QUOTE(Mick in Oz @ May 3 2007, 09:15 AM) [snapback]53703[/snapback]
QUOTE(Ken Moore @ May 3 2007, 08:26 PM) [snapback]53688[/snapback]
I have a friend that is doing a home project using stepper motors (ink jet printer engines I believe) and parallel ports. I don't know the details, but I've watched it work and I do know that he is powering the stepper motor from a PC power supply that he slavaged from some where, not the port. The parallel port is for control only.
Thanks for that Ken. My project is involved with turning a screw that moves a mounted camera "in tune" with the earth's rotation, so as to do astrophotography. Right now I'm doing this manually, which is tedious and error-prone, which leads to blurry photos.
At any rate, I think I understand you, in that the "controlling" part of the motor would be transmitted to it via the parallel port...now I just have to figure out a way to design a cable that will connect to both the motor and the PC.
It is certainly possible to cobble all this together. But with a DC power supply, connectors, and a couple SSR's to pull it off, check out 868-RDK-STEPPER from
www.mouser.com. It's the stepper motor itself, with a premade microcontroller that you program and communicate with via a USB port, with all the support stuff already done. You basically just need to have a PC to run the software. Cost is $200. I can't imagine hand-rolling anything that cheap, and for a beginner, you'll get more out of a package like that one. And if you need to scale up/down, you'll get the confidence and knowledge you need to do it.

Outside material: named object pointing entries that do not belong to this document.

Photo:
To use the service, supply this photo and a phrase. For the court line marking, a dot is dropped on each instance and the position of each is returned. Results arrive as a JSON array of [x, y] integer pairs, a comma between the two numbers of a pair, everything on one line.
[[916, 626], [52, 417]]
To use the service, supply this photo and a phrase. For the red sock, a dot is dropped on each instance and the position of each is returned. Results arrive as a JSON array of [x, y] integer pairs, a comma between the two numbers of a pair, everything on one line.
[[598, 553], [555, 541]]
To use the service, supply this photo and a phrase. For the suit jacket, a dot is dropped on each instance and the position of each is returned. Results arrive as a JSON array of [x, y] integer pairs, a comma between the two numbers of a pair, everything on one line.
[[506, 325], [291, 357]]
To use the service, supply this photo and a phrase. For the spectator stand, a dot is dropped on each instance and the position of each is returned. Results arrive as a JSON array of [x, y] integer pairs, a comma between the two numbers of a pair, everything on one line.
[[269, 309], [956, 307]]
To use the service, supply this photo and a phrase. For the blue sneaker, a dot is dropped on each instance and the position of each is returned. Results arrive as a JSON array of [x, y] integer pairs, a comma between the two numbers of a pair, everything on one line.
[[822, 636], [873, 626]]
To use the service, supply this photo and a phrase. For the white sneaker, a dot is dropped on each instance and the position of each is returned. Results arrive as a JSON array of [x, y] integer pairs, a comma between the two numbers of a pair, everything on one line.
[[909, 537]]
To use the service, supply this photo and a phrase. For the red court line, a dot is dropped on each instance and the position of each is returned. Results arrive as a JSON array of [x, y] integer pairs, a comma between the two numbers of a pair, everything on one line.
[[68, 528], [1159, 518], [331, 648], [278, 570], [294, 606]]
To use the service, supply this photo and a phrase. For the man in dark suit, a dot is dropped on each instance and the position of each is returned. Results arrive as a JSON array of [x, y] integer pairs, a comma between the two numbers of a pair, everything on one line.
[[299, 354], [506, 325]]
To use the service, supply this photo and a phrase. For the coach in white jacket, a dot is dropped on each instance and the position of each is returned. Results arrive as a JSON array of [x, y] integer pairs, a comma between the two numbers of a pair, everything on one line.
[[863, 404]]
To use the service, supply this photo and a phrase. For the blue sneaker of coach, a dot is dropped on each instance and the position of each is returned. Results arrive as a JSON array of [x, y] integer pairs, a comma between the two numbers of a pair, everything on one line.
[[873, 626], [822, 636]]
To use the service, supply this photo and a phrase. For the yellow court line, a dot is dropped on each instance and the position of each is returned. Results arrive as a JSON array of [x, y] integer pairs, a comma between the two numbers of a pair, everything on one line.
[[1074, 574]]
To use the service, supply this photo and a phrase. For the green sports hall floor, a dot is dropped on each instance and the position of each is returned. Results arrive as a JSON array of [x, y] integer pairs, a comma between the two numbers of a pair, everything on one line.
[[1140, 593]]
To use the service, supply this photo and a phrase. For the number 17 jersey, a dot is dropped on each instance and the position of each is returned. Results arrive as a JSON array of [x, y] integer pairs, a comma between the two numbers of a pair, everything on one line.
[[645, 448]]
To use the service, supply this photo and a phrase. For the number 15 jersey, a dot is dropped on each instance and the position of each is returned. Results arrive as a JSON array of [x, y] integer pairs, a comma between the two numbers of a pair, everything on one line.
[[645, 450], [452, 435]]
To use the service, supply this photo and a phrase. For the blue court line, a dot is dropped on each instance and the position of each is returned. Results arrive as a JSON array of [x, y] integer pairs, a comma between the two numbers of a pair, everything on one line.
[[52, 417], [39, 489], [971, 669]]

You may also want to look at Parallax and their BASIC STAMP or any of their other microcontroller kits. I'm almost positive one of them will cover stepper motors. They have extensive documentation in general and it's all online. These are very inexpensive and very easy to work with. I believe they have some relatively slow PWM code, so it should be very easy to build the stepper system you need.